As posted recently, I’ve been experimenting with Jupyter Notebooks using JupyterHub on Ubuntu 18.04 Server.

I started with a server built on Oracle’s VirtualBox 5.x running on my development machine, which is an Intel quad-core I7 with 16GB of memory and a couple of smaller SSDs. I gave the virtual Ubuntu 8GB of memory and 2 cores, plus 64GB of disk space. This is where I cut my teeth on installing Jupyter, first locally, then JupyterLabs then JupyterHub (again locally) before finally installing JH globally. On the way I learned quite a lot, and took these lessons to all other platforms via some detailed documents I wrote.

The first Ubuntu was desktop, complete with lots of X-type stuff. It was fast, it was good, but I wanted a more “dedicated” server.

My second server was Ubuntu server running on my Windows Server 2008 R2 file server. It’s a backup file server, so it wasn’t doing much. I installed Oracle VirtualBox, this time V6.0 and Ubuntu 18.04 server as I don’t need the x-stuff and wanted a lean, faster server rather than a desktop. (the iso install images are quite dramatically different in size). This machine is a quad-core Xeon of recent vintage.

he server only had 8GB physical memory, so I could only give the virtual server 4GB. As a result, it was very slow.

About that time I resurrected a ‘pizza box’ 1U quad-core Xeon server that also had 8GB of memory (it was the max for that vintage machine). As this was a dedicated box, I could install Ubuntu 18.04 server as the native OS and give it all the memory. After installing JupyterHub, it seemed… VERY sluggish. Opening notebooks took a very long time (minutes) and sometimes they would not open at all. I experienced problems connecting to the kernel, and it was just very frustrating.

I’d deleted both virtual machines, so decided to try another on the development I7 box. Giving it 8GB, 2 cores and 64GB disk as before, I installed JupyterHub.

At this point, I have two almost identical servers, with the same memory. The quad-Xeon has 4 cores, the virtual I7 has only 2, but otherwise things are very close.

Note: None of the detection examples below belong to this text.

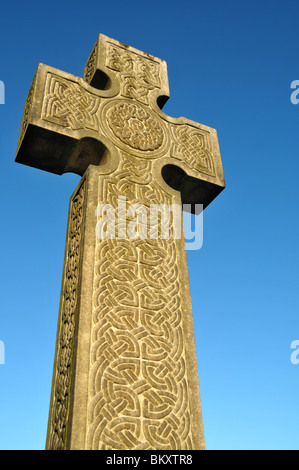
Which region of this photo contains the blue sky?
[0,0,299,449]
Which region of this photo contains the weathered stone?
[16,35,224,450]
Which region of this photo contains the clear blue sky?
[0,0,299,449]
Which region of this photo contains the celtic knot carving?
[87,154,192,450]
[48,180,85,450]
[107,102,164,151]
[106,44,161,104]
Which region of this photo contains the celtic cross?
[16,35,224,450]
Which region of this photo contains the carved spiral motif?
[107,103,164,151]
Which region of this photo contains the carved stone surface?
[16,35,224,450]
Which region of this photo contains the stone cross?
[16,35,224,450]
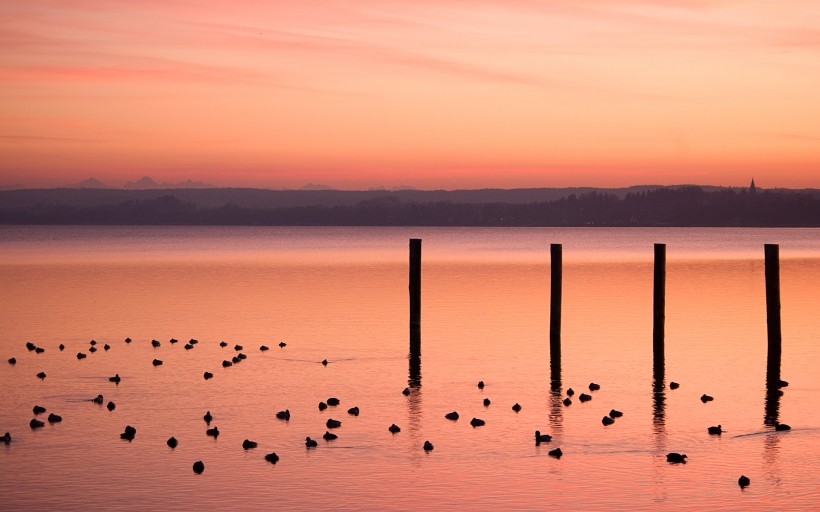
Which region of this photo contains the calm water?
[0,226,820,510]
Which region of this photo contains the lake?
[0,226,820,511]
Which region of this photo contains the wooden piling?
[550,244,563,388]
[652,244,666,361]
[410,238,421,360]
[764,244,782,389]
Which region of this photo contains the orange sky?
[0,0,820,189]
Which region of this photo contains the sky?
[0,0,820,189]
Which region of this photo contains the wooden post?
[410,238,421,361]
[652,244,666,362]
[550,244,563,389]
[764,244,782,389]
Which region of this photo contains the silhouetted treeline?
[0,186,820,227]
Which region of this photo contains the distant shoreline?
[0,185,820,227]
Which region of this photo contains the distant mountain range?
[0,183,820,227]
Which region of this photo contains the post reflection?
[549,350,564,431]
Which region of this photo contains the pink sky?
[0,0,820,189]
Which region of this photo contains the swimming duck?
[120,425,137,442]
[535,430,552,446]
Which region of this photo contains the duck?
[120,425,137,441]
[535,430,552,446]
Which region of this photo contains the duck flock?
[0,338,791,488]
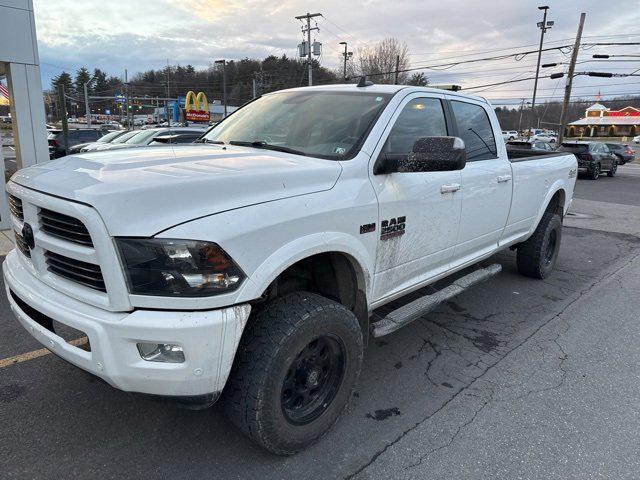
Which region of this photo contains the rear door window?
[382,98,447,157]
[451,100,498,162]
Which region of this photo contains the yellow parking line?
[0,337,88,368]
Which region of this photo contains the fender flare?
[527,179,569,238]
[232,232,373,301]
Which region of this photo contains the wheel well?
[255,252,369,343]
[545,189,565,218]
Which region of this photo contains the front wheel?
[224,292,363,455]
[517,212,562,279]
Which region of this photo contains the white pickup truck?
[3,81,577,454]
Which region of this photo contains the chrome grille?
[13,230,31,258]
[40,208,93,247]
[9,195,24,221]
[44,251,107,292]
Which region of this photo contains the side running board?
[371,263,502,338]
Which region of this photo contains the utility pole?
[82,75,96,128]
[393,55,400,85]
[558,12,587,145]
[124,68,131,129]
[83,82,91,128]
[164,62,171,127]
[527,5,553,138]
[518,98,528,135]
[58,85,69,155]
[296,13,322,86]
[215,59,227,118]
[338,42,353,81]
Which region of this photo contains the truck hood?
[11,144,342,236]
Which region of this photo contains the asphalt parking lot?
[0,165,640,479]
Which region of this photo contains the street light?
[214,60,227,118]
[338,42,353,80]
[83,74,96,128]
[531,5,554,134]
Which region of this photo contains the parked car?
[507,140,556,153]
[531,132,558,143]
[68,130,127,155]
[47,128,104,158]
[80,130,140,152]
[605,143,636,165]
[502,130,518,142]
[96,127,205,150]
[149,130,204,147]
[2,81,577,454]
[559,142,618,180]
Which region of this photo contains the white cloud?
[34,0,640,98]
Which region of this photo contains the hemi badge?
[360,223,376,235]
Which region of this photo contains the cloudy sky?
[34,0,640,104]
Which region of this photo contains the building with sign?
[567,102,640,137]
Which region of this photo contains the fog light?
[137,343,184,363]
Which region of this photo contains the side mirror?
[373,137,467,175]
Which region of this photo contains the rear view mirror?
[373,137,467,175]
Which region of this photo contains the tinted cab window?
[451,100,497,162]
[382,98,447,158]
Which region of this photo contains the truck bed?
[507,148,567,163]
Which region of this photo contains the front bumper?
[3,250,251,397]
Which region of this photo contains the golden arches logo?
[184,90,211,122]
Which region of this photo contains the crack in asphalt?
[404,389,495,470]
[344,246,640,480]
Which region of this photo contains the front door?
[370,93,461,301]
[451,99,513,266]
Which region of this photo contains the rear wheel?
[517,212,562,278]
[224,292,363,455]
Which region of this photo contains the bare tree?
[354,37,409,84]
[407,72,429,87]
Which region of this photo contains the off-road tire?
[517,212,562,278]
[223,292,363,455]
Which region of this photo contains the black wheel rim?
[281,335,345,425]
[544,230,558,267]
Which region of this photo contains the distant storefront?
[567,103,640,137]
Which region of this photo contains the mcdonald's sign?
[184,91,211,122]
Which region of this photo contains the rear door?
[370,93,461,301]
[450,96,513,266]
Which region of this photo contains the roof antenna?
[356,75,373,88]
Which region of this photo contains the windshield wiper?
[229,140,307,156]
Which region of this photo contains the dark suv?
[606,143,636,165]
[559,142,618,180]
[47,128,105,158]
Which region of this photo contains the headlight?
[116,238,245,297]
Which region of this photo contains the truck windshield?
[201,90,391,160]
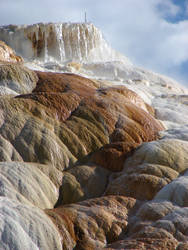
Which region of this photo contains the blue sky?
[0,0,188,86]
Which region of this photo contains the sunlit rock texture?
[0,41,23,62]
[0,23,131,64]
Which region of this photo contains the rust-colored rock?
[15,72,163,171]
[46,196,141,249]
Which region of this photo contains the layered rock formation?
[0,23,131,64]
[0,41,23,62]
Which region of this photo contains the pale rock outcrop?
[0,41,23,63]
[154,171,188,207]
[57,165,111,205]
[0,197,62,250]
[127,200,188,246]
[0,162,58,209]
[0,63,38,95]
[46,196,141,249]
[106,139,188,200]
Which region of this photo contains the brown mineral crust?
[45,196,141,249]
[91,142,139,172]
[104,238,178,250]
[14,72,163,171]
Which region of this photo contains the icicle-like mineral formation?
[0,23,130,64]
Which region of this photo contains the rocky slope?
[0,25,188,250]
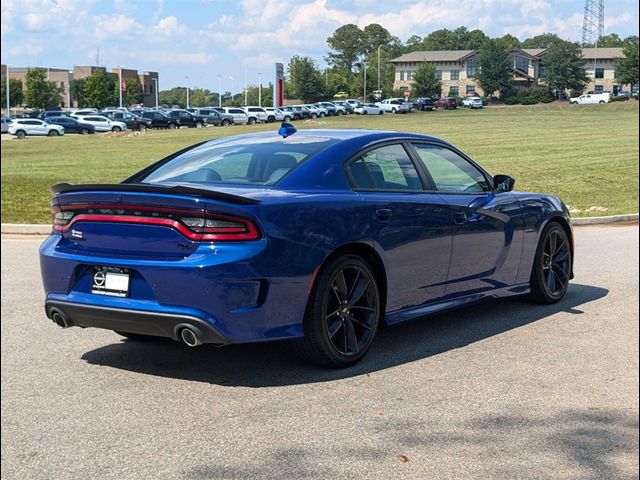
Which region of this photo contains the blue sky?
[1,0,638,92]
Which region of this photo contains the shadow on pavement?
[82,284,609,388]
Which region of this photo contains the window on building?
[467,58,478,77]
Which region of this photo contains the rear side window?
[349,144,422,190]
[141,136,337,186]
[413,144,491,193]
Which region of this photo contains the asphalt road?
[1,225,638,480]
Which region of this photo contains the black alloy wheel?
[296,255,381,368]
[530,222,572,304]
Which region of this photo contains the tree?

And here came the unexpected surprise. The I7 virtualmachine is easily 10x faster to my perception than the Xeon. It’s truly a night and day difference. Where the Xeon is sluggish to open notebooks and connect the kernel (if it even succeeds), the I7-virtual is quick and responsive. Editing notebooks is a joy, instead of a grind. Things are quick, kernels don’t die and it’s just a totally different environment.

Yet aside from hardware, everything about the installs is identical. Even the notebooks come from the same github repo, so are identical.

Today I ran some benchmark tests on both machines, and every test shows the I7-virtual machine (with 2 cores) is double the speed of the quad-core xeon with 4 cores. It’s astounding.